By increasing the efficiency, disintermediation, and security of electronic medical records, blockchain technology could provide a new model for the Health Information Exchange (HIE). It helps combine smart contracts, reduce the need for insurance and telehealth, such as using Skype to arrange for a doctor’s appointment instead of physically going to the hospital, and open up new health care opportunities.
The telemedicine process begins when a patient opens a case and sends relevant information to his or her doctor via an app. The dermatologist returns a diagnosis and treatment option after reviewing the sent information. When it's time to pay, patients can use tokens like MEDX or ERC20, similar to bitcoin. The payment is secured via the ethereum blockchain that supports smart contracts.
CoinHealth could be the first medical cryptocurrency to earn coins with smart wearables, with the idea that a healthy lifestyle should be rewarded. CoinHealth is not only about being a currency but also about providing blockchain functions.

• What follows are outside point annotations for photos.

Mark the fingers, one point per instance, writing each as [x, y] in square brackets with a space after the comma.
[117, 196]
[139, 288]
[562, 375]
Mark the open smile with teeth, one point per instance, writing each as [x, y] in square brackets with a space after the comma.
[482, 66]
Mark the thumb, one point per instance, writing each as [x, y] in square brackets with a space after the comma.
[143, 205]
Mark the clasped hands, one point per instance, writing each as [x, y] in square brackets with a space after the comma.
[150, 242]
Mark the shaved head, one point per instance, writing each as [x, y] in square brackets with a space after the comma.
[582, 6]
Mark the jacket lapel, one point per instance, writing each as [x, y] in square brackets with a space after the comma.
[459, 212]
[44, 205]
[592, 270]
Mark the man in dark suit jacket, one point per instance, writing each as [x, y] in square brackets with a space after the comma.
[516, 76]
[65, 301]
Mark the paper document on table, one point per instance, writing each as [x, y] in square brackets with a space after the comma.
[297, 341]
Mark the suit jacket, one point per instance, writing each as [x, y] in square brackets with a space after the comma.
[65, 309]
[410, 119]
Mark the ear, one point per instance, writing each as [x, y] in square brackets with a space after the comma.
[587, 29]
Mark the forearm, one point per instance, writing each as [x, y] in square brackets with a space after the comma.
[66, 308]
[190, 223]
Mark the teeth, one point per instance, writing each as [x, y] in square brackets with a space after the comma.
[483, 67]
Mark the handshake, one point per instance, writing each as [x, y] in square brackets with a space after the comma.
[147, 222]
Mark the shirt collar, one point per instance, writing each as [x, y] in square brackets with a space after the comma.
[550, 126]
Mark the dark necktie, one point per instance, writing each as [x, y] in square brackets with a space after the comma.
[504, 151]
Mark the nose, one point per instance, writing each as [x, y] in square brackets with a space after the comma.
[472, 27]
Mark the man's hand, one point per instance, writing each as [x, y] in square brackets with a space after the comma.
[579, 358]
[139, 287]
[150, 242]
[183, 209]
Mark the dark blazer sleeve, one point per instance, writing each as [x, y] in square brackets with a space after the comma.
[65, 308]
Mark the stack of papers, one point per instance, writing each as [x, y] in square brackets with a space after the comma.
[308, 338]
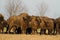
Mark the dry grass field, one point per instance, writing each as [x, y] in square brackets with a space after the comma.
[28, 37]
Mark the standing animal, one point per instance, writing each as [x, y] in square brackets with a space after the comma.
[58, 25]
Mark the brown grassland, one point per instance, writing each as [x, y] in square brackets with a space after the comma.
[28, 37]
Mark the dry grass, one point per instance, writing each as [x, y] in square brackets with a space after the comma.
[28, 37]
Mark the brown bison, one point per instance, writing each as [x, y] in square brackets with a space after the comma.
[34, 23]
[20, 21]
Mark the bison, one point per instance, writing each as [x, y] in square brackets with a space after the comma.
[20, 20]
[58, 25]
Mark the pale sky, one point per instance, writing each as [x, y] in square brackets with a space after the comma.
[32, 5]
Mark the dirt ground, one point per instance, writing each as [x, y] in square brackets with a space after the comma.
[28, 37]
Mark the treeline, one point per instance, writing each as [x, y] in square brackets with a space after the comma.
[26, 24]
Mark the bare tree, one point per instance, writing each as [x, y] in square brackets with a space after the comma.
[42, 8]
[15, 7]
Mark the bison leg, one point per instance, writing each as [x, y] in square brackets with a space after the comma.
[28, 30]
[50, 31]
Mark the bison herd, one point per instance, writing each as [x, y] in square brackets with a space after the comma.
[26, 24]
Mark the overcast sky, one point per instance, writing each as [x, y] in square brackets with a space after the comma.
[32, 5]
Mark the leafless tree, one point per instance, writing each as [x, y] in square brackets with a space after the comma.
[42, 8]
[15, 7]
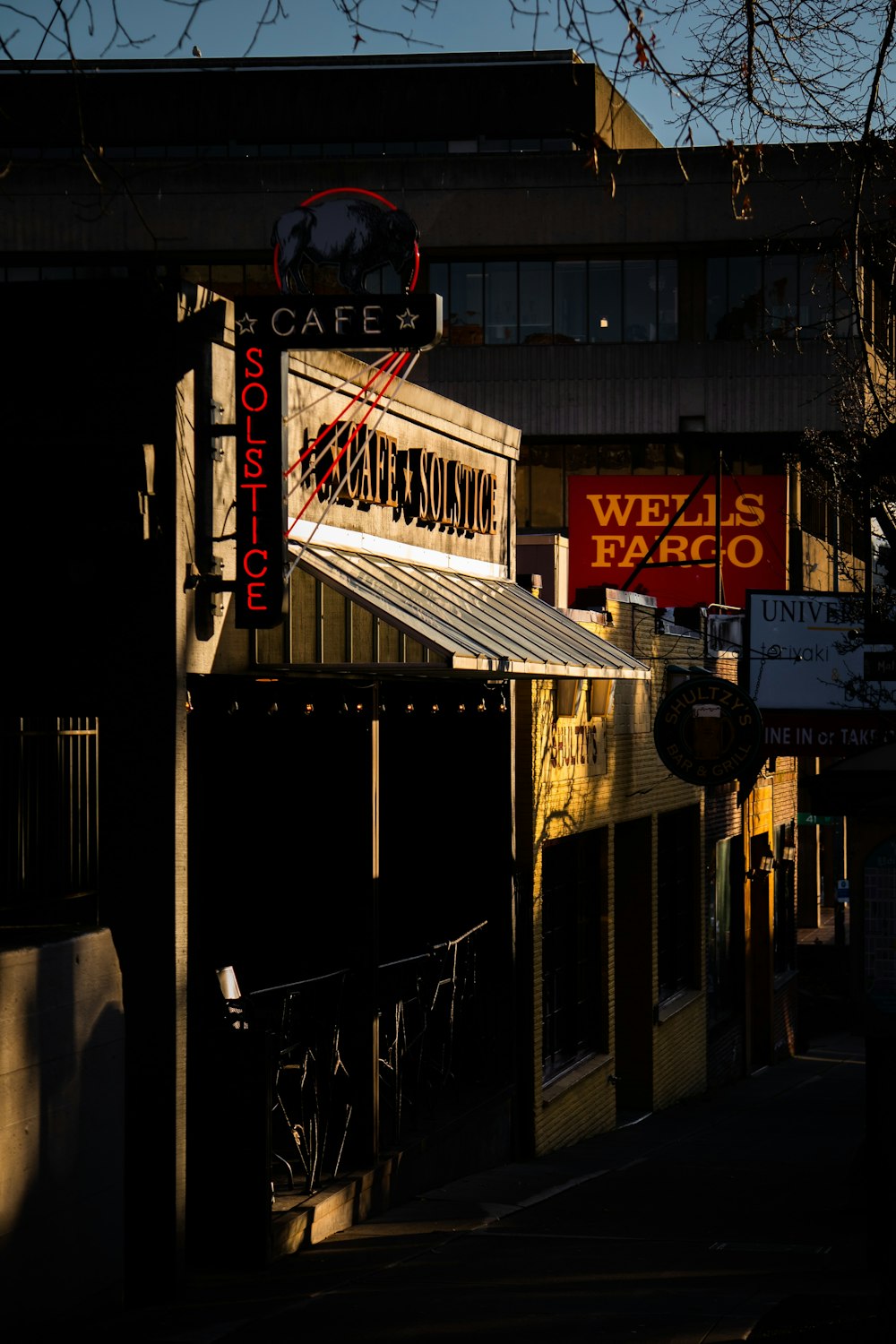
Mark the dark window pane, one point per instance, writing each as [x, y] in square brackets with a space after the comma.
[745, 308]
[501, 319]
[535, 301]
[570, 301]
[668, 300]
[815, 296]
[780, 295]
[640, 300]
[465, 314]
[605, 300]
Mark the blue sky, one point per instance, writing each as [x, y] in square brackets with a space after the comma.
[312, 29]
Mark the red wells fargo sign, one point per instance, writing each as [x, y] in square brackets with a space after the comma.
[648, 534]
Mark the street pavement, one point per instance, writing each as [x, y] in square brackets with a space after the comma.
[743, 1214]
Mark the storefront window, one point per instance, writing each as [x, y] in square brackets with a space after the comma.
[50, 771]
[573, 892]
[677, 900]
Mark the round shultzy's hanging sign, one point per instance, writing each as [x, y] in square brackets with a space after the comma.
[708, 731]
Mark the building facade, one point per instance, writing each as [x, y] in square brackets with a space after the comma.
[484, 793]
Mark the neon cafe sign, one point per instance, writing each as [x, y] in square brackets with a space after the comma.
[341, 234]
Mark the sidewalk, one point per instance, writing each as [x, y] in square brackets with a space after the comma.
[774, 1161]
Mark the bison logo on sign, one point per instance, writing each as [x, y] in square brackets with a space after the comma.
[338, 238]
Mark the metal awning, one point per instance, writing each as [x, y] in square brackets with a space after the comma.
[478, 624]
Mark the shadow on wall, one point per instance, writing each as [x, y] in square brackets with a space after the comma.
[62, 1051]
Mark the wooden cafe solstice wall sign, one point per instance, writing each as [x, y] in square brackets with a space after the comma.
[333, 241]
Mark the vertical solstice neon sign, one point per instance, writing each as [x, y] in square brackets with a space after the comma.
[261, 491]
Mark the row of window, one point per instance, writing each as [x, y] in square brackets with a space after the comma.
[616, 300]
[330, 150]
[578, 301]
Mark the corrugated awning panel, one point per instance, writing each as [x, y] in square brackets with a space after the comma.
[477, 624]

It can be a difficult process to share patient data between doctor’s offices, especially if a patient needs to see multiple specialists or involves multiple private practices. A decentralized system that focuses on the patient instead of the data holder uses the blockchain to create a shared database of patient data.
According to an IDC report, Forbes Global 2000 companies will use blockchain as a digital trust foundation by 2021 at least 25 percent. While blockchain has begun to create waves in the wealth management industry, the unexplored domain is how the industry transforms its way of working. However, less than five percent of CIOs and only 12 percent of managers in the paying industry have blockchain in their business plans.
The technology is also used for file transfer in clinical trials to create and maintain patient data and pharmaceutical history storage of the blockchain network with patients, doctors, and payers using smart contracts to further determine the Certificate of Medical Necessity (CMN), thus avoiding intermediation. Blockchain technology helps not only health institutions but also pharmaceutical companies in which the use of this technology leads to a faster and more efficient problem-solving.